The door was cracked open, and inside, Anya was sitting on the floor with her back to me, half sobbing, half screaming into the phone in rapid, high-pitched Russian. Pausing, she took a few deep hysterical breaths, said one last word into the receiver, and then slammed it into its base.
All was still as she caught her breath, hiccupping a few times. Then, without warning, she picked up the phone and threw it across the room. I gasped as it hit the wall.
She whipped around, her face swollen and red. Mascara was smeared across her cheeks. “You,” she barked, wiping her face with her sleeve.

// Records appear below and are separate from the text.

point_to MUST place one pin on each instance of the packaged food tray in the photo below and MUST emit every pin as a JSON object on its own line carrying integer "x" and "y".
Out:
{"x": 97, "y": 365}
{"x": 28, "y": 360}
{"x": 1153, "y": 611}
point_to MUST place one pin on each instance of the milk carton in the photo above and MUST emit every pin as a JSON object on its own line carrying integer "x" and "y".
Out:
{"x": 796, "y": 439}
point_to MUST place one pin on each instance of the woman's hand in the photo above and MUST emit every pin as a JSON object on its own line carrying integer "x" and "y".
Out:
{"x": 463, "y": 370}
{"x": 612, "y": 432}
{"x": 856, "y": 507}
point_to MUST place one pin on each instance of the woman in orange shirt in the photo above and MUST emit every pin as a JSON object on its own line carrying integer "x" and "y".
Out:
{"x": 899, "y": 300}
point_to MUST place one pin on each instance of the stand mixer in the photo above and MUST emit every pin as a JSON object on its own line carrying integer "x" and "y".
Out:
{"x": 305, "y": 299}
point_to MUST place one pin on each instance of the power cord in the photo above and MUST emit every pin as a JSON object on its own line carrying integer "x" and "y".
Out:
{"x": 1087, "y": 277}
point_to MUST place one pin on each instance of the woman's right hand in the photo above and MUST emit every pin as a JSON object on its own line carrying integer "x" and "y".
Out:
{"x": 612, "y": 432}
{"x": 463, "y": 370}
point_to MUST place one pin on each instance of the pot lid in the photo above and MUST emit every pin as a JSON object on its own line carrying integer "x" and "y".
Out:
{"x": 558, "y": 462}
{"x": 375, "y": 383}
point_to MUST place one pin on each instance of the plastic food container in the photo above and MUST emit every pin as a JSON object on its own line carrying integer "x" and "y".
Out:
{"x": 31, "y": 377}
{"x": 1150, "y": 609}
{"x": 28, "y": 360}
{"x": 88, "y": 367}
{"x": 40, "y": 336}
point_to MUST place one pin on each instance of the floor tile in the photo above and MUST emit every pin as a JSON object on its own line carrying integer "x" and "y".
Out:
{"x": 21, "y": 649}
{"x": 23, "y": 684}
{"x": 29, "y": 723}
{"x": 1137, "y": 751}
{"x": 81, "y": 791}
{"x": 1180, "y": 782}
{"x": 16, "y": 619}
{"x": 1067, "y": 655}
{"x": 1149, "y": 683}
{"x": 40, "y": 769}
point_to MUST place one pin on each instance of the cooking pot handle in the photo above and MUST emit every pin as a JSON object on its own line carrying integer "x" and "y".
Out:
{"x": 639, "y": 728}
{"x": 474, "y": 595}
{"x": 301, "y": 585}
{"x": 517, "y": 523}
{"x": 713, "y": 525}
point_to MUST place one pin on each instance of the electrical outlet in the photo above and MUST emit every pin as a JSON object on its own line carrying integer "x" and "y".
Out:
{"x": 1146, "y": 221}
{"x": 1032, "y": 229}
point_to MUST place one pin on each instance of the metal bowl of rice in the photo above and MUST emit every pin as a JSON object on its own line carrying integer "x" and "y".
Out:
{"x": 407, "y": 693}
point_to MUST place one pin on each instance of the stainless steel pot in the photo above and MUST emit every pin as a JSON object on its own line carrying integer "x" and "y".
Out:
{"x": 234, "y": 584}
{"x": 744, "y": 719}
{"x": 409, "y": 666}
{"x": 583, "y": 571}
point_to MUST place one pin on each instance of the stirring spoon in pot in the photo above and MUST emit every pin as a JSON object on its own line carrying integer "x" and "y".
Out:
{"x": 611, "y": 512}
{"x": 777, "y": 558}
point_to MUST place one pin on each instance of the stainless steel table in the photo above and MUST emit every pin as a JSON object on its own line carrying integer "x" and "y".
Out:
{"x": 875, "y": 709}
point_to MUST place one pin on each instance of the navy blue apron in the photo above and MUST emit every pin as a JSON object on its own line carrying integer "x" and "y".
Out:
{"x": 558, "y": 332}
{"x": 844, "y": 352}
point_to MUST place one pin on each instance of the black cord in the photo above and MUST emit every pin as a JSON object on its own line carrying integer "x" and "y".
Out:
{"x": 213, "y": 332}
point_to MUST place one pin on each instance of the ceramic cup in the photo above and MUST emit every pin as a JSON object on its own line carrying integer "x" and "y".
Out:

The dial tone beeped in the background.
“Come here.”
She looked so crazed, it took me a moment to realize that she was addressing me. Without responding, I turned and started to walk back to my room.
“Why are you always here, lurking at my door?” she said, sticking her head into the hall. “Do you think I want to talk to you?”
I kept walking.
“You think you’re interesting or something because you didn’t die?”
I took a breath, trying to convince myself it wasn’t worth it to turn around.
“Because you had a fit in the middle of class? What’s your problem, anyway? Are you some kind of freak?”
I looked down at my hands, and realized they were clenched.
“Why aren’t you answering me? Did your parents never teach you English?”
At that I spun around. “I never said I was interesting,” I yelled, louder than I meant to. “And of course I can hear you. Ever
yone can hear you.” It felt surprisingly good to shout at someone. Maybe this was what I had needed to do all along. “I don’t lurk in front of your room. I get lost. And I really don’t think you’re in a position to be calling anyone a freak.”
She glared at me. “What is that supposed to mean?”
I took in her bad dye job, her asymmetrical clothes, and her acrylic fingernails. “You look ridiculous.”
“So do you!” she said, waving her hands wildly. “And you’re possessed!”
Catching our breaths, we stood there in silence, unsure of what to do next. Behind me, I could hear a group of girls gathering in the hall.
“A witch arguing with a liar,” Clementine said, as she put a hand on her hip. She was wearing slippers, her short hair held back with a series of bobby pins. The girls behind her started to whisper.
Before I could formulate a response, Anya’s voice cut through the hallway. “July thirtieth. Have you forgotten?” she said, her eyes dark and steady. “Because I haven’t.”
Confused, I glanced at Anya and then at Clementine, who was glaring back at her. Her friends seemed just as baffled as I was.
Clementine let out a nervous laugh. “Is that a threat?”
“Yes,” Anya said plainly.
“What’s she talking about?” Josie, one of Clementine’s friends, asked, her lips thin and pursed in a pout. I recognized her from class.
Clementine began to look uncomfortable. Prying her eyes away from Anya, she turned to her friends. “I have no idea,” she said, though I could tell it wasn’t true. “Come on, let’s go.”
After everyone had left, I turned to Anya. “What was that? July thirtieth?”
“Oh, nothing,” she said, her face bearing the hint of a smile. “Just a little secret of Clementine’s that I happened to stumble across this summer.”
“You’re blackmailing her?”
“No,” Anya said, a tiny wrinkle forming on her forehead. “I’m not asking for anything in return. Only that she leave me alone.”